Liz Harris and Eva Saelens may not be household names, but as Grouper and Inca Ore respectively they have produced some of the most evocative and moving music of the past decade. Darkly mysterious and uniquely feminine in a music world where female art often means mockery of inappropriate rock chauvinism or transvestitism into such bad behavior, Portland’s Harris and Oakland’s Saelens share a knack for creating textured canvases of music that express intimacy through a disconnection from the materiality of their sounds. This aesthetic is expressed astutely on the recent reissue of a split featuring both artists that originally released on cassette in 2007.
Grouper’s side was recorded in a fit of depression, her futile daily search for a neighbor’s lost cat being the only light to her creative quest.
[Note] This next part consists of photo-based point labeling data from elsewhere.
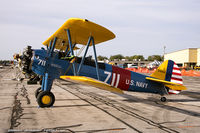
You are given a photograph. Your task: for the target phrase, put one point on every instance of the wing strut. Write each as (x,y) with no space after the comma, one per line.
(71,49)
(91,39)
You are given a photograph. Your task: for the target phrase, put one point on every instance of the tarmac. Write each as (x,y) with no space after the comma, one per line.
(84,109)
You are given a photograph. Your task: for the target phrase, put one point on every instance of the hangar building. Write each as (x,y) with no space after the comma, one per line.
(185,58)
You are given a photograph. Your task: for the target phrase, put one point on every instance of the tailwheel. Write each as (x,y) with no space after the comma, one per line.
(45,99)
(163,99)
(37,91)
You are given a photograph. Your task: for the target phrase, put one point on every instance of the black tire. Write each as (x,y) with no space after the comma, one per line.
(163,99)
(45,99)
(37,91)
(40,82)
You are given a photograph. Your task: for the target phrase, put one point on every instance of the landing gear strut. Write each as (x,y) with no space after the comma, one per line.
(38,91)
(163,99)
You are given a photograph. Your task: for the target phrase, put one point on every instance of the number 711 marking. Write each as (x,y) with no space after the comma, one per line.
(115,80)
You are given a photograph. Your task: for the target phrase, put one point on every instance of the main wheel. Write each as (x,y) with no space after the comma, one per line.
(163,99)
(37,91)
(45,99)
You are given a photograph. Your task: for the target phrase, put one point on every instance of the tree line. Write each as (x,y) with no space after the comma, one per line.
(131,58)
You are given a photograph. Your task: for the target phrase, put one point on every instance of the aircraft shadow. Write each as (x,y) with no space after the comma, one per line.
(156,103)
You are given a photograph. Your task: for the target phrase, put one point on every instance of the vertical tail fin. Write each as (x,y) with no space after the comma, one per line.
(169,71)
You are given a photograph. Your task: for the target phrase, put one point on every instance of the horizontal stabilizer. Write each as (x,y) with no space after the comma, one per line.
(92,82)
(171,85)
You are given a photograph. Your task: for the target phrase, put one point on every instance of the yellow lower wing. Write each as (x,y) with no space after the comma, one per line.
(171,85)
(95,83)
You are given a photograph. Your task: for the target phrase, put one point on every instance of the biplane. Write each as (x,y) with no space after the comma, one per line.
(59,61)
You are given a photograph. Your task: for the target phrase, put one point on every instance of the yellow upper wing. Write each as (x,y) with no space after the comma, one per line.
(90,81)
(80,30)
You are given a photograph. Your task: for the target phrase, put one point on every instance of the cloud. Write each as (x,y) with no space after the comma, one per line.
(137,24)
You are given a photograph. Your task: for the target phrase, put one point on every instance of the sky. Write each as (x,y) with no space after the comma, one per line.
(142,27)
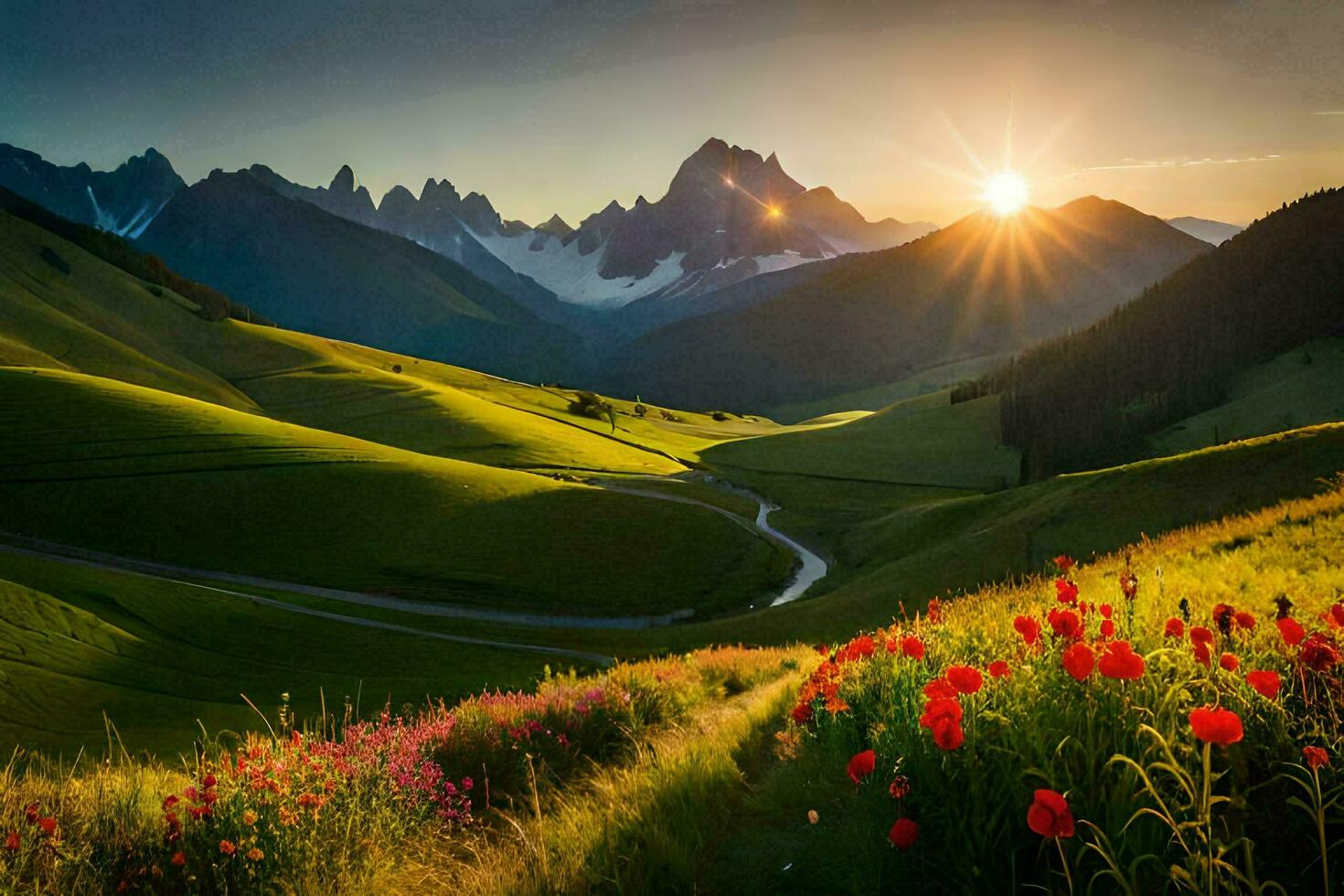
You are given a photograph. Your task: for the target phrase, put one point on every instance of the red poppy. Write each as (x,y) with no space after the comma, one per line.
(965,678)
(1029,629)
(903,833)
(1318,653)
(1066,592)
(1049,815)
(1078,661)
(948,733)
(1292,630)
(860,764)
(940,689)
(1066,624)
(912,647)
(1120,661)
(1215,726)
(1266,683)
(1315,756)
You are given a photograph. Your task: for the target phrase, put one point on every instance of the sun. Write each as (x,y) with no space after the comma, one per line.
(1006,194)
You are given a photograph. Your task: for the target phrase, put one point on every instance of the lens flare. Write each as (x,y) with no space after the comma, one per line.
(1006,194)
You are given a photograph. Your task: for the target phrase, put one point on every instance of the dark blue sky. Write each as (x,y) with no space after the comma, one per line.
(560,106)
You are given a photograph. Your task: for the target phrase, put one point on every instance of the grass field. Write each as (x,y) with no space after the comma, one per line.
(180,481)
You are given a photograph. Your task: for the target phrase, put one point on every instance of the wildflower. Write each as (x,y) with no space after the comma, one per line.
(1318,653)
(1292,630)
(1049,815)
(1266,683)
(1066,624)
(1078,661)
(912,647)
(1316,758)
(903,833)
(965,678)
(1029,629)
(862,764)
(1120,661)
(1066,592)
(1215,726)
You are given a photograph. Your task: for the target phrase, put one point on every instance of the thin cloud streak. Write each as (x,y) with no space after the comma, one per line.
(1189,163)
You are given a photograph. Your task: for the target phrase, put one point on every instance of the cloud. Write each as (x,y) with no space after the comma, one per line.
(1175,163)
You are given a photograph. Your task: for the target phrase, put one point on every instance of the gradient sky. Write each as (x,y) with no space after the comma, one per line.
(1214,109)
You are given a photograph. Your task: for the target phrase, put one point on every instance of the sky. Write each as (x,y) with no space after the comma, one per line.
(1220,111)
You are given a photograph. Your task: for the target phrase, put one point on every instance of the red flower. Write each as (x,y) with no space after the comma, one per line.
(940,689)
(1315,756)
(1049,815)
(1120,661)
(903,833)
(912,647)
(965,678)
(1066,592)
(1292,630)
(948,733)
(1264,681)
(1215,726)
(1066,624)
(1029,629)
(860,764)
(1318,653)
(1078,661)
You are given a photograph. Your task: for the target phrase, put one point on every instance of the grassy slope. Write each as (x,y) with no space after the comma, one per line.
(183,481)
(921,441)
(1296,389)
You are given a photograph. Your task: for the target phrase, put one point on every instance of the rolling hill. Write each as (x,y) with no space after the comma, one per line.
(980,286)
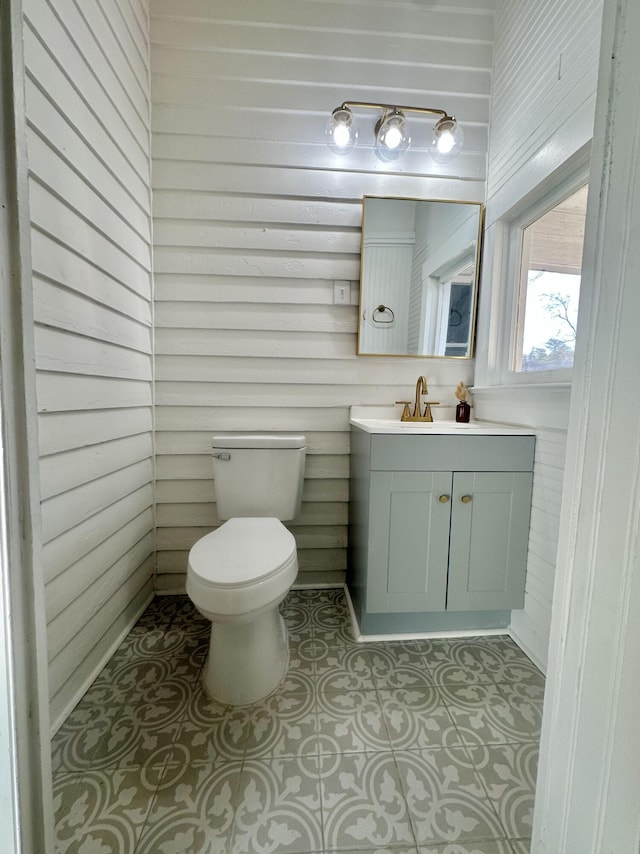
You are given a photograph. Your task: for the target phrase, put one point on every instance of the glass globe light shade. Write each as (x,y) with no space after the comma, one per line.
(448,138)
(341,132)
(392,137)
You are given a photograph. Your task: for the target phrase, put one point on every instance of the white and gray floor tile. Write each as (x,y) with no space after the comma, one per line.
(413,747)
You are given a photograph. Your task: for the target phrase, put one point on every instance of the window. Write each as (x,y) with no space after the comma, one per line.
(549,286)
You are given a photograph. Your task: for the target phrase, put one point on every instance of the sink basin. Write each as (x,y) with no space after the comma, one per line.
(389,425)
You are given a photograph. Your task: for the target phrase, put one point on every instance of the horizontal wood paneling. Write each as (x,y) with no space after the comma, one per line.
(88,141)
(254,219)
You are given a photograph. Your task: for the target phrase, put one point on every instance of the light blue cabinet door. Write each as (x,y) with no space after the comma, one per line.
(408,541)
(489,539)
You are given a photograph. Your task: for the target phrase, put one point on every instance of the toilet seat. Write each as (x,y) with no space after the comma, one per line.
(245,565)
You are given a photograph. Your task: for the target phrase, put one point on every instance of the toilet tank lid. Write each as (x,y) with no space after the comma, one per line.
(258,440)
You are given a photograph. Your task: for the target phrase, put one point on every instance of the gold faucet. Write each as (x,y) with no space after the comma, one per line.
(421,388)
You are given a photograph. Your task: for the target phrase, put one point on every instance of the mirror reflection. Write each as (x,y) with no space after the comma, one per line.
(418,277)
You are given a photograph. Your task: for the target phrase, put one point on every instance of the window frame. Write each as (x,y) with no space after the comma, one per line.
(514,278)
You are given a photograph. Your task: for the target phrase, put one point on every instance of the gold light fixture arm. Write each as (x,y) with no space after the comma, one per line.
(394,107)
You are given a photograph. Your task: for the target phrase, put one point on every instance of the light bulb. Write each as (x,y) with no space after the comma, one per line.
(392,139)
(341,132)
(447,139)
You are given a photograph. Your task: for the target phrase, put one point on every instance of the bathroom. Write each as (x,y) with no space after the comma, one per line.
(186,234)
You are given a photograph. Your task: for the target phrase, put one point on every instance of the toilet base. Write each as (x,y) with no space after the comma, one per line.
(247,660)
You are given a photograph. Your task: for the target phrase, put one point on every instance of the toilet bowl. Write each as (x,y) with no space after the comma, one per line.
(238,575)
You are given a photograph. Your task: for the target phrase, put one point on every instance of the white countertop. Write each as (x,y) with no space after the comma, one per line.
(387,420)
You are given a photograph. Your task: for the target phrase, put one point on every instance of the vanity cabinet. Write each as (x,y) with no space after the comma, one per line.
(439,529)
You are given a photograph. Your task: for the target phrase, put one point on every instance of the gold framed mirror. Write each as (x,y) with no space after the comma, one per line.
(419,272)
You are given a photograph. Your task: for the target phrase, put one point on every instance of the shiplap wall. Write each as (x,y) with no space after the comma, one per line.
(87,106)
(545,75)
(254,219)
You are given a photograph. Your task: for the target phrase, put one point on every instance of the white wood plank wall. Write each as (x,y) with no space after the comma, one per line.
(254,219)
(88,147)
(545,74)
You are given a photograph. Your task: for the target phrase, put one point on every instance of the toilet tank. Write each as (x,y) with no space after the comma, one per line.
(258,474)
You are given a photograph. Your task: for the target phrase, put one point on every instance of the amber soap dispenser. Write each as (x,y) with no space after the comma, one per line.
(463,409)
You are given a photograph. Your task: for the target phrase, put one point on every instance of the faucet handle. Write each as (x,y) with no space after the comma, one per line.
(406,414)
(427,408)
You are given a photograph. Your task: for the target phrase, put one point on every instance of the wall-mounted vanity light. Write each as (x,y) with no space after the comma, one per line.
(392,136)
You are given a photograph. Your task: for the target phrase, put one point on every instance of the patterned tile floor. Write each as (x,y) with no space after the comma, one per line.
(414,747)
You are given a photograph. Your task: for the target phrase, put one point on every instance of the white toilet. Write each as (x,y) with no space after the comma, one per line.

Appropriately then, the tracks are gloriously lost-sounding, with a cathedralesque glow to the four piano-fronted tracks. “Fallow” dangles detached melodies against Harris’s sweet chanting voice like wind chimes set to play in minor keys.
Inca Ore’s half is even better, the nativism of her namesake shining through in moments of ritual minimalism spooky enough to humble the World Serpent Distribution crew. It’s about as lo-fi as they come, shaped more by the hollowness of its spaces than the roughness of its grainy fibers. “Baby Tiger, I Went Far Away” is nothing more than voice accompanied by a screechy reverberated violin while “Churpa Champurrado” is just pounding toms colored by whistles and whines. The more Saelens does with less on these tunes, the more breathtaking and room-stopping the music becomes. “Vista Maria” is perhaps the most noticeable case in point, an a capella off-key duet between Saelens and herself so nakedly lonely it’s practically voyeuristic.